09 February 2010

People -vs- Angels

One of the problems with most approaches to optimizing organizational performance (aside from the horrible phrasing) is that they often rely on optimized people. That's insane.

The thing is, stuff is always (always always always) done by people. Not angels. Not machines. People.

People get tired. We get distracted. We misunderstand. We have a bad day. We have counterproductive motives. We are self-serving. We make mistakes.

People also get inspired. We learn. We adapt. We have a great day. We solve old problems in new ways. We are selfless. We make discoveries.

This isn't a contradiction or a paradox. It's just the reality of how people are. And any approach that fails to take these things into account is overlooking the most important aspect of work. It's always all about people.

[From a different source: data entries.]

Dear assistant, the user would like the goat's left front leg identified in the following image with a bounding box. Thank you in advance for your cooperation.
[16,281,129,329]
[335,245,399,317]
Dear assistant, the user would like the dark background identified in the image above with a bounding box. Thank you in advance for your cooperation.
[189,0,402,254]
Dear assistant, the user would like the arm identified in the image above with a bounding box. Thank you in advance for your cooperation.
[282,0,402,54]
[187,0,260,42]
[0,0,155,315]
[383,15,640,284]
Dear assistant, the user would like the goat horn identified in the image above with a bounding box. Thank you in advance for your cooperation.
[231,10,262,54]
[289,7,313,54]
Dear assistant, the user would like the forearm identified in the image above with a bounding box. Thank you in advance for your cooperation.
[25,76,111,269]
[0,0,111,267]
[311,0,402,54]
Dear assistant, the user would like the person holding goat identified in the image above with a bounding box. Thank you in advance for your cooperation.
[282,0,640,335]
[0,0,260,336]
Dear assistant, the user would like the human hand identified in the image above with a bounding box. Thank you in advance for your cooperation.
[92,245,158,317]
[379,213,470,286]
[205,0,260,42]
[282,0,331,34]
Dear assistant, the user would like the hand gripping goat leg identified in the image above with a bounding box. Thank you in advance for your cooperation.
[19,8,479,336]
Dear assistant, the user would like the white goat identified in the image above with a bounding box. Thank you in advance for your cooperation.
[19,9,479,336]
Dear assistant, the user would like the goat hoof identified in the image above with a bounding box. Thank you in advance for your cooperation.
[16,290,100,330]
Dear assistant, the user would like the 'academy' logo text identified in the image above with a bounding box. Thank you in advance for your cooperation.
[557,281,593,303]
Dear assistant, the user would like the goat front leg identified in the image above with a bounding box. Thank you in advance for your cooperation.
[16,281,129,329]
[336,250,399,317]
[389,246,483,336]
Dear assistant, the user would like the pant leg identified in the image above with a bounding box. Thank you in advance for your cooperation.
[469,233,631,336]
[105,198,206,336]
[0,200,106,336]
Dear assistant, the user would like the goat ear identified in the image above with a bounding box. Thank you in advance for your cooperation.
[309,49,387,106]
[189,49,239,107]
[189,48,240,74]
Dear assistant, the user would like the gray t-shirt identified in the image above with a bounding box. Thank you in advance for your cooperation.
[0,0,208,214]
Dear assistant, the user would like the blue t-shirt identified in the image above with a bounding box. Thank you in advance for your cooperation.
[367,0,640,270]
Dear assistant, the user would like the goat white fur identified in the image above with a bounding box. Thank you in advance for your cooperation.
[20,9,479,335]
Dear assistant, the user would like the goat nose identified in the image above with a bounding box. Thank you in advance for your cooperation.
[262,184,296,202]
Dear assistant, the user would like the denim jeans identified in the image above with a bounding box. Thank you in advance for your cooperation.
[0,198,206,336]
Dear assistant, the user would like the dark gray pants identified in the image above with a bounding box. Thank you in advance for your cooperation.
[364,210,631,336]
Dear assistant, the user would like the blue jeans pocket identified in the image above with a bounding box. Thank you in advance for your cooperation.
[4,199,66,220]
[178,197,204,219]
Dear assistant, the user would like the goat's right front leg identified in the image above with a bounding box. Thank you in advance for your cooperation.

I've written about this many times before, but I want to hit the topic again. Let me be very explicit here - the FIST approach does not rely on angels, who are perfectly pure in their motives and are perfectly tuned in their capabilities. In fact, FIST is built on an assumption that even the best, most talented people are going to drop the ball sometimes. It's also built on the explicit assumption that they'll pick up the ball and run with it in directions nobody anticipated. FIST asserts that people are both better and worse than we can imagine.

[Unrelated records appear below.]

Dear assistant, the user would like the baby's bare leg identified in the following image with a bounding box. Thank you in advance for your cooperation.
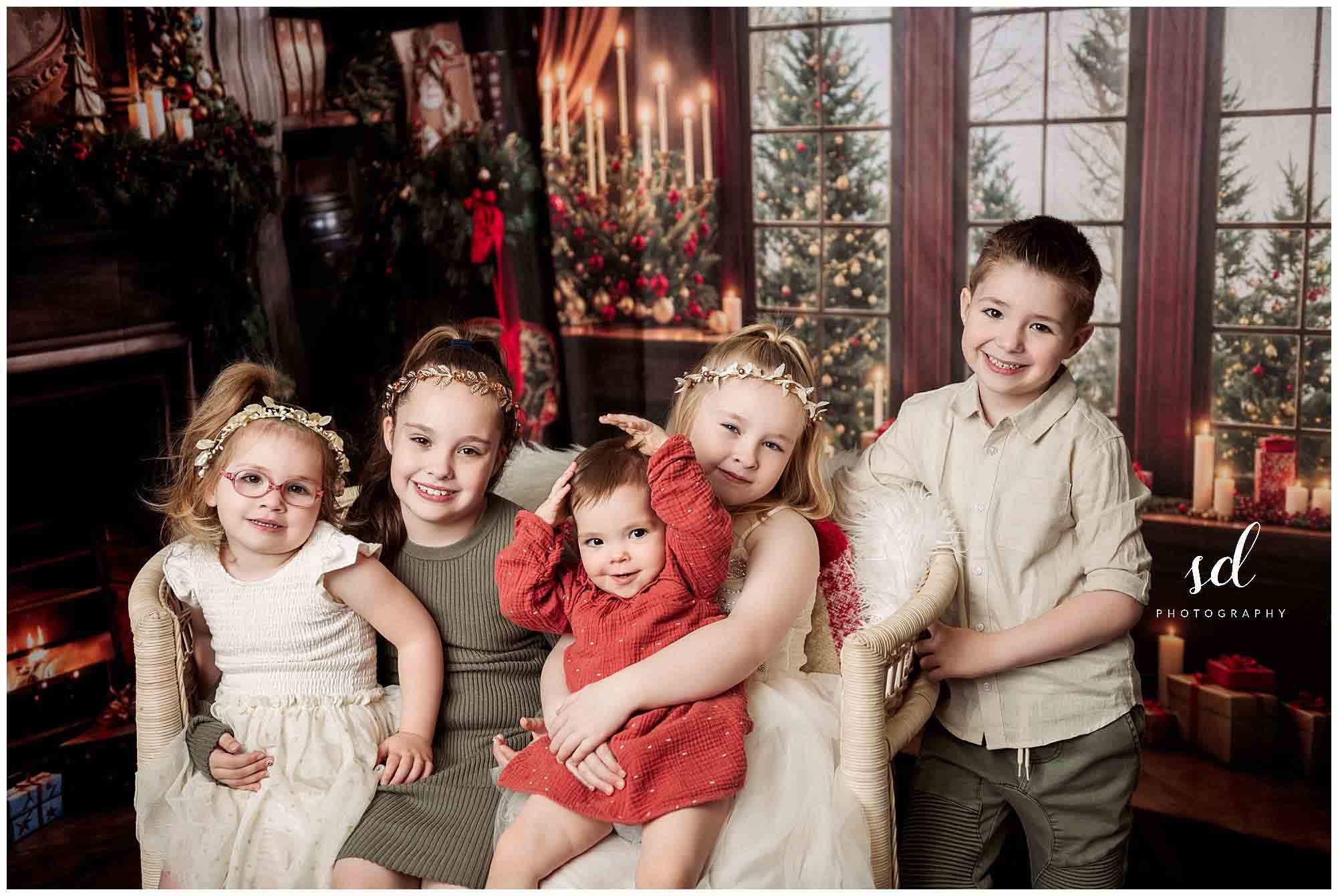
[487,794,613,889]
[637,797,734,889]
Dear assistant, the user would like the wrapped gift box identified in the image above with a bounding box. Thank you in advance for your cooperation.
[1286,694,1333,776]
[1167,676,1278,765]
[1208,654,1277,694]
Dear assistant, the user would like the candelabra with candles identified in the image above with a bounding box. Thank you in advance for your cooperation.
[541,35,743,333]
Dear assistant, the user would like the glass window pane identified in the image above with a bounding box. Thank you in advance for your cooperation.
[966,126,1041,220]
[748,7,817,25]
[819,314,887,448]
[1212,333,1299,426]
[753,134,819,220]
[823,227,891,311]
[1212,229,1305,326]
[753,227,819,307]
[1047,7,1129,118]
[1301,335,1334,429]
[748,28,817,127]
[1068,326,1120,416]
[1222,7,1315,110]
[823,131,891,222]
[1079,225,1124,325]
[970,12,1045,122]
[1310,115,1334,220]
[1045,122,1124,220]
[823,24,892,124]
[1306,230,1333,330]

I love to point out that the FIST approach can fail - in fact, it can directly cause failures. So FIST is not about optimizing anything. It's about providing a set of guidelines to help shape decisions that are made by people. So my advice for rogue project leaders is to get the best people you can get. Give them the training, tools & resources they need (but not too much time or money). Stay out of their way as much as possible. Expect them to fail. Expect them to amaze. Everything else is nonsense.


Dick Field said...

This is one of your best postings, Dan, on the human element of RPL and FIST . . . IMHO. It even appeals to The Better Angels of Our Nature!

dad said...

Dan: this is one of your best posts ever (and I've been following your blogs for a long long time)....It appeals (to me) to the spirit-guide part of our personalities... sadly, theory x folks and theory x management types won't like it very much.... theory y folks and management types will just smile and whisper: you go Dan!.... Dad

The Dan Ward said...

Hey, thanks you two! Glad to hear you enjoyed it!

dcwork said...

It's not about optimizing opportunities for learning?